About 82.1 per cent of Nigerian men who participated in the study said they had never been screened for prostate cancer and most of them are 40 years and above.

Only 13.8 per cent reported having been screened for prostate cancer.

The low screening level of screening explains the late detection of prostate cancer in Nigeria and the increasing cancer death.

Expert reacts

An urologist, Ajibola Hafees, said the burden of prostate cancer is high in Nigeria because many people present their ailment to the hospital late.

He said this can be averted if more people have the awareness of the disease and the screening test that can help with early detection.

Mr Hafees recommended a regular Prostate Specific Antigen test can for men.

He said the cost of screen is a bit high, but it is not as high as the cost of diagnosis and treatments.
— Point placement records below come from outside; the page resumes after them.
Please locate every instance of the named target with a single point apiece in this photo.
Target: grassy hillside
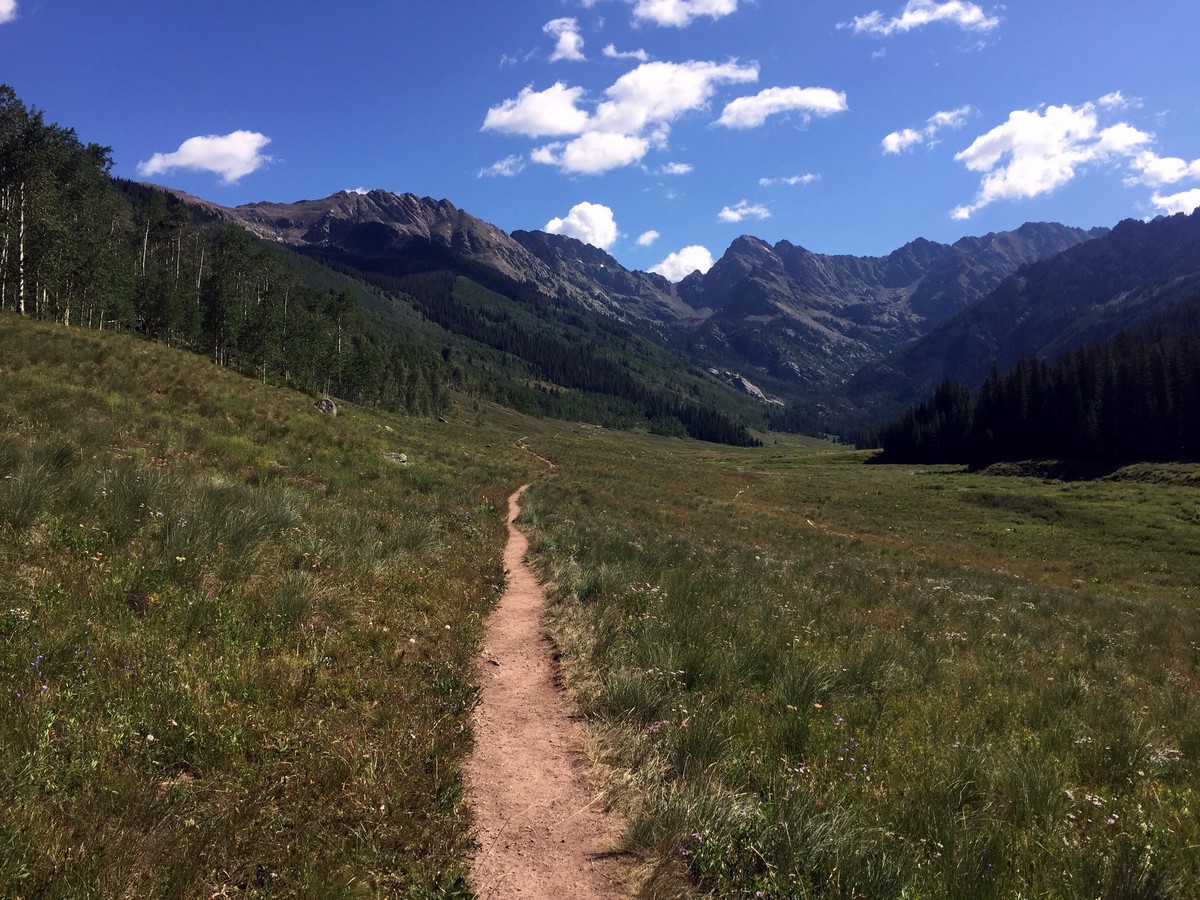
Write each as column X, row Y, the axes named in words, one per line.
column 235, row 640
column 821, row 678
column 237, row 646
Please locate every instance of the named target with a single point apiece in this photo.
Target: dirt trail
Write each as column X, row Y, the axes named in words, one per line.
column 540, row 833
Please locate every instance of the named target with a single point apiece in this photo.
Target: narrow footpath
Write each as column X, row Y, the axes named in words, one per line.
column 538, row 825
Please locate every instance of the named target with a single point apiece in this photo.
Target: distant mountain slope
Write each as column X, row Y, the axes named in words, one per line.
column 813, row 319
column 382, row 223
column 627, row 294
column 1083, row 294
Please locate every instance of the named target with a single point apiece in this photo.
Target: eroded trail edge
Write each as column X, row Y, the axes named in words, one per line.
column 539, row 827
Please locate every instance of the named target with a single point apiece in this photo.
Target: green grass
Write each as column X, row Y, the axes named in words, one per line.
column 237, row 643
column 237, row 648
column 821, row 678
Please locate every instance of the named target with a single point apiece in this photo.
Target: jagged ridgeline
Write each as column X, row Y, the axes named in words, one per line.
column 401, row 334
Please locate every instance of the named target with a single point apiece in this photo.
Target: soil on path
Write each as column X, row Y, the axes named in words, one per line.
column 539, row 827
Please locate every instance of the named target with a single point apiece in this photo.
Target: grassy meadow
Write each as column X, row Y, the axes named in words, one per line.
column 237, row 648
column 815, row 677
column 237, row 642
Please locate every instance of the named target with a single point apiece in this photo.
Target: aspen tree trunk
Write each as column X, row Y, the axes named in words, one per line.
column 4, row 249
column 21, row 255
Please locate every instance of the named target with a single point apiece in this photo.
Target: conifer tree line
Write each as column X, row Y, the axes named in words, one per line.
column 1133, row 397
column 82, row 249
column 78, row 249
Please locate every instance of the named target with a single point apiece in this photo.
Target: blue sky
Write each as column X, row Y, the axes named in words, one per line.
column 659, row 130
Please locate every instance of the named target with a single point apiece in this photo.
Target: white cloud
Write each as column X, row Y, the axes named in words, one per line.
column 231, row 156
column 538, row 114
column 681, row 13
column 900, row 141
column 1035, row 153
column 918, row 13
column 681, row 264
column 1185, row 202
column 743, row 209
column 659, row 93
column 1156, row 171
column 593, row 153
column 753, row 112
column 635, row 115
column 611, row 52
column 805, row 179
column 589, row 222
column 508, row 167
column 569, row 41
column 1116, row 100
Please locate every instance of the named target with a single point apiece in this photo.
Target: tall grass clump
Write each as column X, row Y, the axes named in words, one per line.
column 237, row 646
column 816, row 678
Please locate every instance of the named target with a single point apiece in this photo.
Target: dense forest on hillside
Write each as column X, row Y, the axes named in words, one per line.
column 1133, row 397
column 79, row 249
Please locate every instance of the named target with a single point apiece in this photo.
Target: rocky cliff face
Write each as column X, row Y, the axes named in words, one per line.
column 379, row 223
column 813, row 319
column 793, row 322
column 1083, row 294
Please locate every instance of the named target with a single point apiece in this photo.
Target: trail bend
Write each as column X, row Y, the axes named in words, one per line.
column 539, row 827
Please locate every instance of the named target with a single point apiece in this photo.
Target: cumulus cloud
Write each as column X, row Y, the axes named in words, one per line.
column 805, row 179
column 508, row 167
column 1156, row 171
column 635, row 115
column 537, row 114
column 1182, row 202
column 569, row 42
column 681, row 13
column 1037, row 151
column 753, row 112
column 232, row 156
column 681, row 264
column 593, row 153
column 918, row 13
column 589, row 222
column 611, row 52
column 900, row 141
column 742, row 210
column 659, row 93
column 1116, row 100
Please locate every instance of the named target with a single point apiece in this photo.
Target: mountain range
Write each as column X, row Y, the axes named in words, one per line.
column 846, row 339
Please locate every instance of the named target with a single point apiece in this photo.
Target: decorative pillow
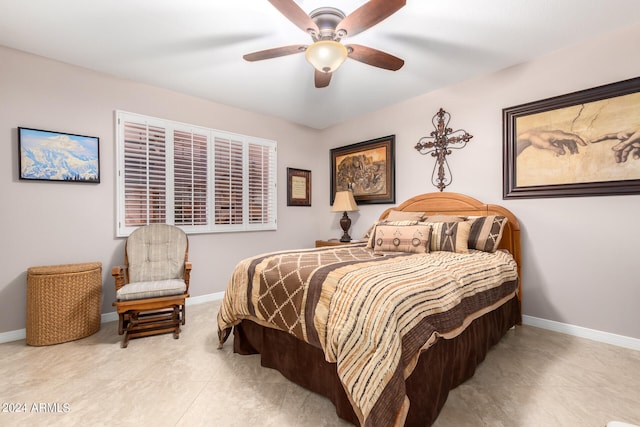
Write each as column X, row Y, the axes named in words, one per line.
column 449, row 236
column 372, row 231
column 404, row 216
column 486, row 232
column 402, row 238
"Having a PSA test cost about N6, 000 to N10, 000 or more, depending on where the test is being done. This is by far cheaper than the cost of treating prostate cancer.

"The cost of treating prostate cancer is low relatively or comparatively to breast cancer. About 1.3 million to 3.3 million treat prostate cancer yearly in Nigeria," he said.

Giving a breakdown of the treatment cost, Mr Hafees said a diagnosis for prostate cancer could cost N147,000 to N152, 000, surgery could cost between N350, 000 and N950, 000; while 25 to 30 sessions of chemotherapy could cost N150, 000 to N360, 000.

"How many Nigerian men can pay out this kind of money from their pocket to get treated? Many of these indigent men would just decide to stay back home and die. With the poor health insurance, it has become more financially stressful to cope with the financial burden of cancer in Nigeria."

Prostate Cancer

Prostate cancer is the most common cancer in men. The prostate is a walnut size gland that is part of the male reproductive system. It is located below the unitary bladder and in front of the rectum.

Prostate cancer has the potential to grow and spread quickly, but for most men it is a relatively slow growing disease. Prostate cancer is 100 per cent treatable if detected early, unfortunately, it has no symptom.

According to researches, a black man is 70 per cent more likely to develop prostate cancer than a while man and is nearly 2.3 times more likely to die from the disease.

As men increase in age, the risk of developing prostate cancer increases. It is also hereditary. If a relative has a history of prostate cancer then there is twice likelihood to develop the disease.

This is why it is advisable for men age 40 and above to begin early screening for the detection of the disease. Screening for the disease may include Prostate Specific Antigen, PSA and other tests.